When I met him in person, Kevin was still the same tall, good-looking guy, but I found out quickly that he was the most calm, low-key, unassuming person you could ever hope to meet. We were all in our twenties, but even then, Kevin had the same caring nature and genuine interest in me and my life that he carried through to his last. The guy just didn’t have a mean or angry bone in his body. It didn’t take long for all of our family to realize what a fantastic person Kevin was.
Over the years, the better I got to know Kevin, the better I understood how amazing he was, on every level. But you wouldn’t find this out from him talking or showing off. One of Kevin’s over-riding characteristics was his humble nature. I have so many examples across so many years of Kevin quietly and politely demonstrating his strengths, skills, intelligence, and big heart.
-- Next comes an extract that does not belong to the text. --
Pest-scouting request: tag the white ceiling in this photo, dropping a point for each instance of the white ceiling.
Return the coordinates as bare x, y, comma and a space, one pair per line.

Whether showing how a SoCal kid could hold his own in a canoe on an Oregon river or winter-time trekking in the mountains of Montana, it seemed that there was nothing that Kevin couldn’t do as an outdoor athlete. As we both grew older, I leaned on Kevin more and more as a sounding board for all kinds of matters, from career to raising kids to the meaning of life. He always had such amazing perspective, depth of understanding, and calming, insightful advice. I am pretty sure that I got a lot more out of these interactions than Kevin ever did, but you would never have heard that from him. In so many ways, and probably without ever knowing it, Kevin was my example of how I could be a better citizen, better father, better human being. I have not had a person with that kind of impact in my life since Kevin was taken away.
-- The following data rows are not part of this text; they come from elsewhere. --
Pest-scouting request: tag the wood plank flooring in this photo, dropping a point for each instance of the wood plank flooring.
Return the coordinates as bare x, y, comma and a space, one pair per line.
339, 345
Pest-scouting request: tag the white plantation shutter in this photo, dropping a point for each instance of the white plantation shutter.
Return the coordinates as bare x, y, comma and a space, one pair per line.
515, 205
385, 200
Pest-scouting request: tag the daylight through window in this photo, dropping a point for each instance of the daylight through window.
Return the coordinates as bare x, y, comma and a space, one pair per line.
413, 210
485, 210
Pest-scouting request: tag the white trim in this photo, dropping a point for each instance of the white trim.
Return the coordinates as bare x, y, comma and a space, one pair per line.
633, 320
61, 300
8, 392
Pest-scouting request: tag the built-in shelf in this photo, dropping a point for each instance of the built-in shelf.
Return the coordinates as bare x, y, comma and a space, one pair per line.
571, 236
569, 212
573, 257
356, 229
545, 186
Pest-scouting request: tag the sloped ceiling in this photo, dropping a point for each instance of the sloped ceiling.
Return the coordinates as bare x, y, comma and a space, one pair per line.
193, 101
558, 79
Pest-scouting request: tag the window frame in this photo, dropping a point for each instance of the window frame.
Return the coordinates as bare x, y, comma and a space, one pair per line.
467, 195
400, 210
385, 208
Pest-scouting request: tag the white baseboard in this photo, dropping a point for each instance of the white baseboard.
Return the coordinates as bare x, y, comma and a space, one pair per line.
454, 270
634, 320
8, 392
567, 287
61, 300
Although Kevin and Anne do not have any children, Kevin demonstrated an amazing skill with and understanding of kids. Perhaps more importantly, he really loved his nieces and nephews, and went out of his way to contribute positively to their lives. I think this was partly because in many ways Kevin was a kid at heart. Our kids loved visiting Uncle Kevin and Aunt Anne, since Kevin would always have prepared extensively for their visit with all kinds of thoughtful gifts, toys, and experiences. Whether it was researching and buying girl-empowering graphic novels for our daughter, finding video games where players work cooperatively so that our youngest would have fun too, or taking the day off to guide us around San Francisco, showing love and caring for his nieces and nephews came naturally to Kevin.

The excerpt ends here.